Health-Aware Routing
Remove unhealthy replicas from rotation:
class HealthAwareRouter:
def __init__(self, replicas: List[str]):
self.replicas = replicas
self.health_status = {r: True for r in replicas}
self.failure_counts = {r: 0 for r in replicas}
self.last_check = {r: 0 for r in replicas}
self.failure_threshold = 3
self.recovery_interval = 30 # seconds
def route(self) -> str:
healthy = [r for r in self.replicas if self.health_status[r]]
if not healthy:
# All unhealthy - try oldest failed one
return min(self.replicas, key=lambda r: self.last_check[r])

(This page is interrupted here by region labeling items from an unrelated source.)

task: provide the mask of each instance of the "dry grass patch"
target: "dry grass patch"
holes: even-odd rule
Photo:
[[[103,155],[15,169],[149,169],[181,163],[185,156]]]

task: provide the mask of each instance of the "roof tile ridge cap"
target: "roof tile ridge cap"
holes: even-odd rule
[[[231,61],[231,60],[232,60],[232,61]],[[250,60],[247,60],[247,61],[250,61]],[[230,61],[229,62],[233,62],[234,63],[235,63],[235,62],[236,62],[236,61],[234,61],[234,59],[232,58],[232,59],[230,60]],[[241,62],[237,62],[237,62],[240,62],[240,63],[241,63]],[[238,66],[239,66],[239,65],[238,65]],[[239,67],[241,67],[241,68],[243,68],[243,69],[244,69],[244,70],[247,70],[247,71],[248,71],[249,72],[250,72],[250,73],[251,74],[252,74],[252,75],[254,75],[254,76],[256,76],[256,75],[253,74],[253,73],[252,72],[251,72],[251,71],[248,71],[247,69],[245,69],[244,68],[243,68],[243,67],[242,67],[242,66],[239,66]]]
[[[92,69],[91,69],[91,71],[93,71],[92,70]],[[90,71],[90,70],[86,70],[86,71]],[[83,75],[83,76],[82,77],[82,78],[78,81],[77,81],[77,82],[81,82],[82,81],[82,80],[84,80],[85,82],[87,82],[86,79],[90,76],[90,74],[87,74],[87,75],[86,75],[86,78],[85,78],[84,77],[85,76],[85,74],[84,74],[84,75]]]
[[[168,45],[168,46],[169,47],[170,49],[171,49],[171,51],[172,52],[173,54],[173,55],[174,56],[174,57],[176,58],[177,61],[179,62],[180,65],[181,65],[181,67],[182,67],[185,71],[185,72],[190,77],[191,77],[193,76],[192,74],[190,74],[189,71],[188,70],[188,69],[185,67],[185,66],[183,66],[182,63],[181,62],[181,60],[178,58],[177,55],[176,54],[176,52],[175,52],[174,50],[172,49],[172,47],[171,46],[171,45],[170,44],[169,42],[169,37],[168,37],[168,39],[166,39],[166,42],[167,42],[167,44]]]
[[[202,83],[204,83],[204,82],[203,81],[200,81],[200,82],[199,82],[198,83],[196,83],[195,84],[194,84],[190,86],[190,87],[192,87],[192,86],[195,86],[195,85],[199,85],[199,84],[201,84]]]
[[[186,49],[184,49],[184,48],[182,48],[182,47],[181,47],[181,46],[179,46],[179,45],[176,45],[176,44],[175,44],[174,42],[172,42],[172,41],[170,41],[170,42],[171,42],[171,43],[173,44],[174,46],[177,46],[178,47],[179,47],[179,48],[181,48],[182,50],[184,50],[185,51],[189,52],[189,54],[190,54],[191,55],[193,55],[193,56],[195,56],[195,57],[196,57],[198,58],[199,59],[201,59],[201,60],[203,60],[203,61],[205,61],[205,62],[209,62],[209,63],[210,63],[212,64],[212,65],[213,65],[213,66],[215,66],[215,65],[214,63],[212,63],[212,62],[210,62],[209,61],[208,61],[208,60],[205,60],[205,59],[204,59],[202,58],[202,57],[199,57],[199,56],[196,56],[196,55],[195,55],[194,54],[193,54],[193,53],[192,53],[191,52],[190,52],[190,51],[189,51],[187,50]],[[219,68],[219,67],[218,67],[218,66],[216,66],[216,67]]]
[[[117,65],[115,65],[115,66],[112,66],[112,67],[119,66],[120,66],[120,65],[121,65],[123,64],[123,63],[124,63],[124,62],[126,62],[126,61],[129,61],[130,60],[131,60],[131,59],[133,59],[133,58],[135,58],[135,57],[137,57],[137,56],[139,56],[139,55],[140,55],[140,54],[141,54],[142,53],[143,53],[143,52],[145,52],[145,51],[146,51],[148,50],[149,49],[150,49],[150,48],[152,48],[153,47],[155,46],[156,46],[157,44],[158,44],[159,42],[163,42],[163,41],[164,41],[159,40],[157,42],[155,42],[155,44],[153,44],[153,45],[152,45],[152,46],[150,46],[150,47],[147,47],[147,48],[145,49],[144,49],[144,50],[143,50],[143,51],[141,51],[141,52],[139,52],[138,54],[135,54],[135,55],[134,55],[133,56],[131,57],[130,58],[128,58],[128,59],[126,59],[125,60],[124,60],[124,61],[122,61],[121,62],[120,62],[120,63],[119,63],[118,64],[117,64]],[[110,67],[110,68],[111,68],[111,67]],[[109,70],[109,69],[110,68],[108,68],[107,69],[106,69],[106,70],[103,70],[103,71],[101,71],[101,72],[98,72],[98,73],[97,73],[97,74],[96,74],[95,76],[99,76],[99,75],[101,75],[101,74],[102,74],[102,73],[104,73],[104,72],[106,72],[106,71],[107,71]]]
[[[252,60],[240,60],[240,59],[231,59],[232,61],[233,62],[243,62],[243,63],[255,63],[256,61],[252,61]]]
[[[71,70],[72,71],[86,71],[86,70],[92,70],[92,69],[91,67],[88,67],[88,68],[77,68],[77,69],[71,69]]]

return self._weighted_route(healthy)
def record_result(self, replica: str, success: bool):
if success:
self.failure_counts[replica] = 0
self.health_status[replica] = True
else:
self.failure_counts[replica] += 1
if self.failure_counts[replica] >= self.failure_threshold:
self.health_status[replica] = False
self.last_check[replica] = time.time()
def check_recovery(self):
"""Periodically re-enable failed replicas for health check."""
now = time.time()
for replica in self.replicas:
if not self.health_status[replica]:
if now - self.last_check[replica] > self.recovery_interval:
self.health_status[replica] = True # Try again
Conclusion
Effective LLM request routing requires:
- Queue-depth awareness: Account for in-flight request costs
- Latency feedback: Adapt weights based on actual performance
- Prefix affinity: Route similar prompts together for cache hits
- Health monitoring: Remove failing replicas quickly
The combination of queue-depth routing + prefix affinity typically achieves 30-50% latency improvement over naive round-robin.